Criminal Law Blog

D.C. Council: The presumption is in favor of release of juveniles. DCCA: No, seriously, it is.



In re K.G.
 (decided February 15, 2018)

Players: Associate Judges Beckwith and Easterly, Senior Judge Ruiz. Opinion by Judge Easterly.  PDS for K.G. Trial Judge: Jennifer M. Anderson.

Facts:  K.G., a child, plead involvement to a count of possession of cocaine, and returned to his grandmother's custody pending disposition.  K.G. was later arrested for new drug offenses that were allegedly committed after he turned 18, and thus were charged in adult court.  Although K.G. had been released in his adult case five weeks earlier, the Office of the Attorney General asked him to be placed in secured detention.  The court granted this request, finding that K.G. was a "significant danger to others."  First, the court noted that distribution of cocaine is defined as a "dangerous crime" under the adult detentions statute.  The court also relied on "technical violations" of K.G.'s supervision, such as curfew violations, failure to enroll in drug treatment, and failure to complete computer training.

K.G. filed an interlocutory appeal pursuant to D.C. Code § 16-2328(a).

Issue: Was detention of K.G. authorized by the juvenile detention statute?

Holding:  No.
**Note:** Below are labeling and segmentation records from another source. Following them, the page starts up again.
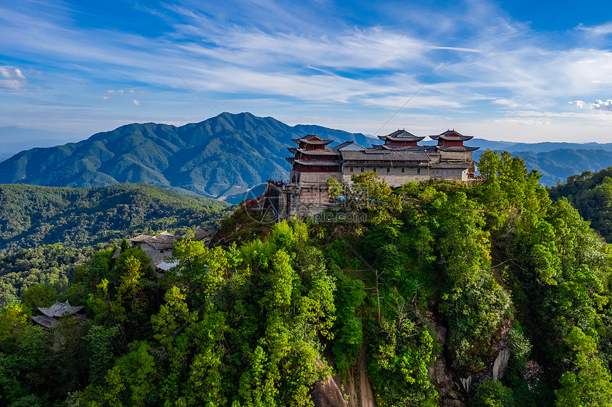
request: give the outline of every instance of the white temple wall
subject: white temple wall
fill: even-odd
[[[445,161],[450,160],[453,161],[472,161],[472,151],[440,151],[440,160]]]

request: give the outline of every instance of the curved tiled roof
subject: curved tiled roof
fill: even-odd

The DCCA provided guidance on amendments to the juvenile detention statute, D.C. Code § 16-2310, that went into effect in April 2017.  Section 16-2310 now further restricts a judge’s authority to order detention.  Under the amended statute, a child can only be detained if that child represents a “significant harm” to the person or property of others, or is a flight risk. Until this case, there was no answer to the question about what exactly “significant harm” means.

The DCCA explained that a child can be detained only if “their particular behavior could cause direct, significant harm to the person or property of a particular individual (or individuals).”  Further, a “generalized harm to the District community at large” is insufficient for detention.  This language brings many changes to the way children were previously detained in juvenile court.
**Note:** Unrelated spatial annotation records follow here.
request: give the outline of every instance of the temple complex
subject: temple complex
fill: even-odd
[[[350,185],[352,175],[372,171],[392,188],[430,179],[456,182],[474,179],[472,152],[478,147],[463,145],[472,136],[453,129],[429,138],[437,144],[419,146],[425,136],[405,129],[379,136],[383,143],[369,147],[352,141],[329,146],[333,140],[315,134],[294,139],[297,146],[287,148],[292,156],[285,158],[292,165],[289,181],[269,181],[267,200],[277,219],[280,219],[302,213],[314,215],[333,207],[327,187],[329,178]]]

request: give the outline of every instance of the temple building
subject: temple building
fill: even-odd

First, technical violations such as not attending school or class, positive drug tests, failing to enroll in drug treatment, or curfew violations are the types of behaviors that are insufficient for detention under § 16-2310, and therefore they are not to be considered in a detention analysis. Second, the standard means that the presumption against detention is much stronger and has teeth. Third, in cases that do not involve a firearm, the court must look to “case specific information” to make the significant harm finding.  Fourth, although the DCCA does not prescribe a particular formula for what behavior would amount to a significant harm, we know that at least a kid on release pending disposition after pleading guilty to possession of cocaine, who was rearrested on adult distribution of cocaine charges, and had technical violations (school, curfew, and drug testing) is not a significant harm to the person or property of others.

Of Note:

  • Any attorney practicing in juvenile court needs to read K.G. in full to understand its impact on juvenile detention.
  • A quick word on procedure regarding D.C. Code § 16-2328: The DCCA made it clear that a detained child, whose case is pre-trial or pre-disposition, is entitled to an emergency interlocutory appeal under § 16-2328. However, § 16-2328 only applies to the original order detaining the child order by a family court judge and not to later orders denying motions for reconsideration of detention. Because § 16-2328(a) requires the notice of appeal to be filed within two days of the detention order, defense counsel must make a quick decision as to whether to appeal.  The filing of an appeal does not bar defense counsel from also moving to reconsider the detention ruling in the trial court.—Terrence Austin, guest blogging.